Disruption and Organizational Structure

An organization's behavior is necessarily emergent to some degree, because the organization is made up of many small actors. The decisions those actors make are based on the facts and biases present in the location, and in the moment, they are made. The only way an organization's overall behavior can be coherent or constructive toward some ends, is to facilitate it by the organization's structure. That means things like: the availability of information to local actors, the incentives they face when making decisions, the resources at their disposal, and their latitude for action - _i.e._ the set of parameters that define each actor's sphere of authority/influence, both formal and informal.

Superficially there might seem to be a tension here - the best organizations are those that facilitate high-quality local decision-making; but to make that local decision-making add up to desirable outcomes for the whole organization, the organizational structure needs to be _designed_ to facilitate it.

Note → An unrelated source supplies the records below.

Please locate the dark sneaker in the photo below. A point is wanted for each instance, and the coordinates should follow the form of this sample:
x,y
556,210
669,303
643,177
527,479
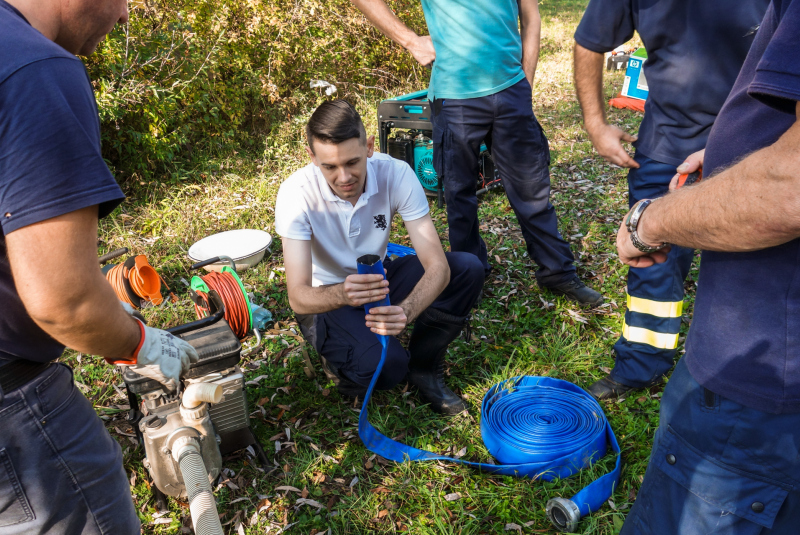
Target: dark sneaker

Too much top-down structure places pressure on local decision-making, which constrains the decisions that can be made - this ends up choking off learning and information-gathering in an organization. But too little or too weak a structure leads to loose connections among the various actors and groups of actors in an organization.

The structure of an organization must be matched to its purpose. Designing that structure requires insight and strategic thinking. It is as important as choosing the right technology or product strategy, or the right market to enter. In any given organization, opinions can differ as to which structure is appropriate or best. It's one of the dimensions along which companies compete - not just features and pricing, but the processes by which they decide on features and pricing.

This leads to an interesting insight: just as competitors can end up looking a lot like one another on features/pricing, so can they in terms of structure. A market made up of firms offering manifestly similar products is often considered stagnant, and thus a potential opportunity for disruption. I think the same is true when those firms have very similar structures - they probably all have similar biases, blindspots, and weaknesses - thus there's likely to be unexplored avenues for them to improve or be disrupted.

In fact, I believe that a market filled with firms that all offer more or less the same product, is likely to be one where the firms have all settled into more or less the same organizational structure.

If the competitors in a given industry all have the same structure, then they all have the same weaknesses (they may be good at competing with one another at the current margin, but not necessarily at exploiting all possible avenues for creating value). You can innovate in this industry in two ways:

1. Deep knowledge/insight - discover one of those possible avenues for creating value, and exploit it. This is the usual approach to 'disruption'.

2. Recognize that these firms behave this way because of their common structure, and reform or modify the structure to give other parts of the firm more influence, or different incentives. This risks disrupting the current cash cow, but it can also allow the org to discover and exploit a new avenue for creating value, which its competitors almost certainly have not foreseen.